Все три практики можно оправдать достоверными в эпистемологическом смысле основаниями, то есть основаниями, которые наверняка достовернее всего того, что допускает вопиющее невежество людей, незнакомых с содержанием той ортодоксальной науки, в которую они, по их собственным заявлениям, верят [Fuller, 1997, ch. 4].
Проблема, ставшая настоящим жупелом для кастомизации науки, – это «эффект плацебо» в медицине [Evans, 2003]. Заказчики науки хорошо понимают компромиссы, связанные с клиническими испытаниями: способность определять точные физические эффекты новых лекарств и методов лечения нивелируется сложностями вероятных контекстов реального применения, в которых стиль жизни пациента, его настроение или отношение с лечащим врачом могут усилить, снизить или попросту изменить спрогнозированное воздействие. В самом деле, лекарства и методы лечения, которые оказываются ненадежными при применении в реальном изменчивом мире, вероятно, принесли больше вреда, чем, скажем, гомеопатия и другие формы альтернативной медицины, где инертные физические субстанции применяются вкупе с психологическим ободрением со стороны врача. Неудивительно, что всевозможные виды инвазивных (или «аллопатических») методов лечения, связанных с «научной медициной», по своей эффективности начинают явно обгонять альтернативную медицину только в последней трети XIX в. В этот период клиники начали регулярно использоваться в качестве полигона для тестирования новых видов лечения, что привело к созданию систематического архива успехов и неудач, допускающих коллективное обучение в той сфере, которая ранее в основном приватизировалась медицинским сословием [Wootton, 2006].
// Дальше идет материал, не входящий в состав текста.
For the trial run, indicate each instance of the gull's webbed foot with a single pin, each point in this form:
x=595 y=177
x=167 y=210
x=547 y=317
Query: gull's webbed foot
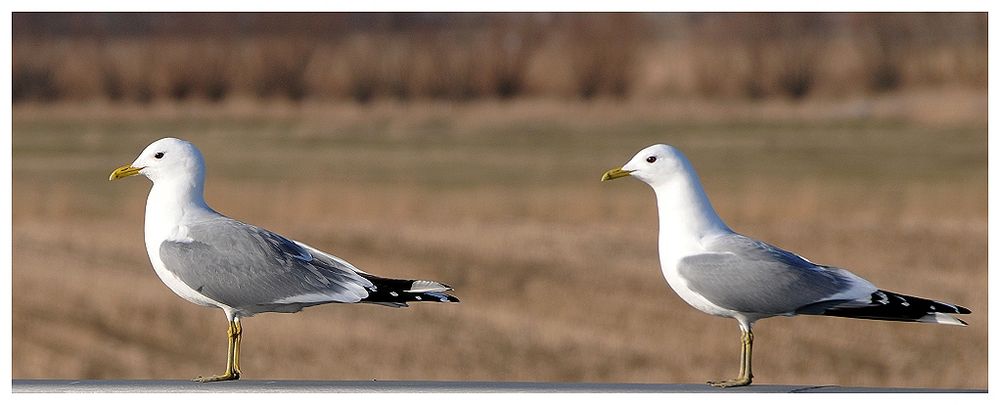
x=228 y=376
x=736 y=382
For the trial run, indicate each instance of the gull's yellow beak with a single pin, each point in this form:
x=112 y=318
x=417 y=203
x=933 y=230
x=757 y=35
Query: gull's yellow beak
x=615 y=173
x=123 y=172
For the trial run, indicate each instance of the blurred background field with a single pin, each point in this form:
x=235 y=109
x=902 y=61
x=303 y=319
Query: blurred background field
x=467 y=148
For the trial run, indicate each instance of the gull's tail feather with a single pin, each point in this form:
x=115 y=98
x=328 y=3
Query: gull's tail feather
x=396 y=293
x=890 y=306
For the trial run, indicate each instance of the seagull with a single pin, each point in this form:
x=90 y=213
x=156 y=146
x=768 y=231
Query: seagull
x=216 y=261
x=723 y=273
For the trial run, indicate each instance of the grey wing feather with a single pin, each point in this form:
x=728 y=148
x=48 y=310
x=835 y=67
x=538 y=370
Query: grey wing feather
x=244 y=266
x=747 y=275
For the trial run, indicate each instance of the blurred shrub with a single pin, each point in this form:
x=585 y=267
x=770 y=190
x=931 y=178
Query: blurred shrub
x=131 y=57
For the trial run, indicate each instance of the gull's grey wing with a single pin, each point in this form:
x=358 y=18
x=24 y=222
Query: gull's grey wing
x=746 y=275
x=245 y=266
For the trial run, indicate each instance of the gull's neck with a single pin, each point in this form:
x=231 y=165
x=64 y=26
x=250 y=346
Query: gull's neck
x=686 y=215
x=174 y=202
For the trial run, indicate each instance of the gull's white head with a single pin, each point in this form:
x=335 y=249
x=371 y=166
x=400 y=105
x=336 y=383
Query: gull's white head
x=167 y=158
x=655 y=165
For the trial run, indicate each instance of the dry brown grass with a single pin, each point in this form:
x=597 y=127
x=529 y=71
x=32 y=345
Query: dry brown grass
x=365 y=57
x=558 y=273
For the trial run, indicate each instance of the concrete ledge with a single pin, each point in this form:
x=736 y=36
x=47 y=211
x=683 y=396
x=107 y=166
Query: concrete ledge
x=263 y=386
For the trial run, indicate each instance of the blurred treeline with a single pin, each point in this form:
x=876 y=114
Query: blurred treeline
x=139 y=58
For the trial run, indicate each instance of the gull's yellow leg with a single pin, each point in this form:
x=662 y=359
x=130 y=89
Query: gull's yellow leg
x=745 y=376
x=231 y=371
x=236 y=350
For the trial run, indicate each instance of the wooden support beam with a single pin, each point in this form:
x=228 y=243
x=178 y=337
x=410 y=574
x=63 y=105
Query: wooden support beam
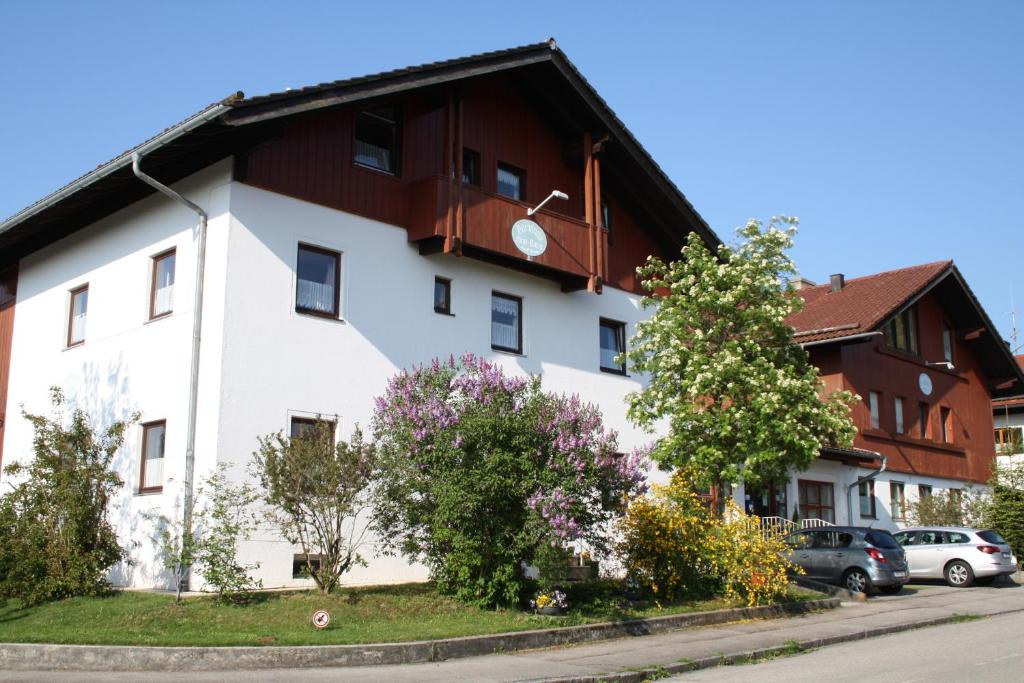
x=460 y=219
x=588 y=203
Для адекватного ответа на эту историю не следует поддаваться рефлекторному философскому импульсу, который заставляет демонизировать подобных заказчиков науки в качестве «релятивистов», просто приспосабливающих науку под свои убеждения, которых они бы все равно придерживались, пусть и на других основаниях. Вероятной причиной этого философского рефлекса является предубеждение, будто «эксперты-ученые» интересуются более широким эпистемическим горизонтом, чем «непрофессиональные ученые». Иными словами, эксперты интересуются не просто тем, что важно им лично, но более широкой, бескорыстной концепцией истины. Здесь, когда мы говорим о «широком», надо разделить пространство и время. Предположим, что эксперты занимаются чем-то более широким в пространственном смысле. Другими словами, эксперты, скорее всего, выносят взвешенное суждение, основанное на изучении более широкого спектра точек зрения, чем непрофессионалы. Однако это не противоречит тому, что эти непрофессионалы хорошо оценивают собственные долгосрочные перспективы, в контексте которых научное суждение может показаться довольно изменчивым. Рассмотрим человека вроде меня, родившегося в разгар холодной войны. За мою жизнь научные прогнозы глобального изменения климата перевернулись с ног на голову: сначала предсказывали, что Земля обледенеет, а потом – что расплавится, и это было связано с уточнением данных и моделей, а также не в последнюю очередь со сдвигом в геополитической парадигме, в силу которого вероятность глобальной ядерной войны стала считаться менее значительной. Почему же тогда я не могу ждать существенных, хотя и не обязательно сравнимых перемен в коллективном научном суждении в те годы, которые мне осталось прожить?